Me vine para el diario hecho unas pascuas. Subí el volumen de la radio del auto porque sonaba una canción que me gusta mucho y cuando terminó, una cuadra después, sonó el top de la hora oficial. Lo que siguió fue el informativo de la emisora. Allí, entre otras noticias y testimonios escuché el de mi amigo Florencio (ya que me tuteó me siento obligado a considerarlo amigo, aunque no ponga las manos en el fuego por mí, cosa que por otra parte no le exigiría), la voz del mismísimo ministro del Interior, digo, que anunciaba que en la Cámara de Diputados, después de una visita suya, había tenido despacho favorable del oficialismo el proyecto de eliminación de la libreta del DNI y sustitución por sólo la tarjeta plastificada, con la que se podría votar en el futuro.

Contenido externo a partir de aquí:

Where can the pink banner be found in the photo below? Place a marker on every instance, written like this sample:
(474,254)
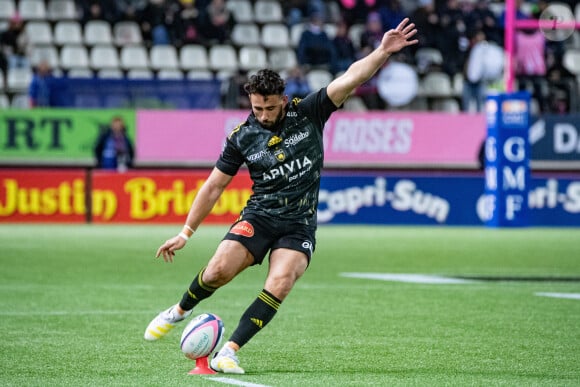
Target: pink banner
(377,139)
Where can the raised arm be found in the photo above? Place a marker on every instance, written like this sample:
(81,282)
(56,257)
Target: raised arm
(363,69)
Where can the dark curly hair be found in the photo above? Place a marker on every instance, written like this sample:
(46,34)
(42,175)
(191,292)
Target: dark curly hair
(265,82)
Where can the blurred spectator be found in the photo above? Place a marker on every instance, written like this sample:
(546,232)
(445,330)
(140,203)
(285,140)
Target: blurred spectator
(315,49)
(98,10)
(372,35)
(14,43)
(216,22)
(187,24)
(130,9)
(40,89)
(344,47)
(113,149)
(296,84)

Me cayó como un baldazo de agua fría. ¡Mi documento había nacido muerto! Caí en una crisis de desencanto, por no decir de identidad. Era el flamante poseedor de algo que posiblemente ya será obsoleto la próxima vez que deba ir a votar. Me sentí un poco menos ciudadano que hasta entonces.

Me llevó todo el día asimilar el golpe. No me atrevía a abrir el bolso para ver lo que me habían enviado. Temía encontrarme con un cadáver.

De vuelta a casa al fin de la jornada hice coraje y extraje el sobre azul. Despegué la tarjeta y la coloqué en el portadocumentos con la tarjeta de débito que me permite retirar el sueldo del cajero. Tomé la libreta para guardarla en el lugar donde guardo el pasaporte y entonces, en el colmo del desconsuelo reparé en que tiene menos hojas que la anterior, que la cartulina de la tapa es más finita y que no infunde nada del respeto que imponía la vieja LE.

“Bueno, después de todo no es para tanto”, pensé, y me fui a la ducha. Además, en la foto del DNI reemplazado me veía mucho mejor que en la de éste.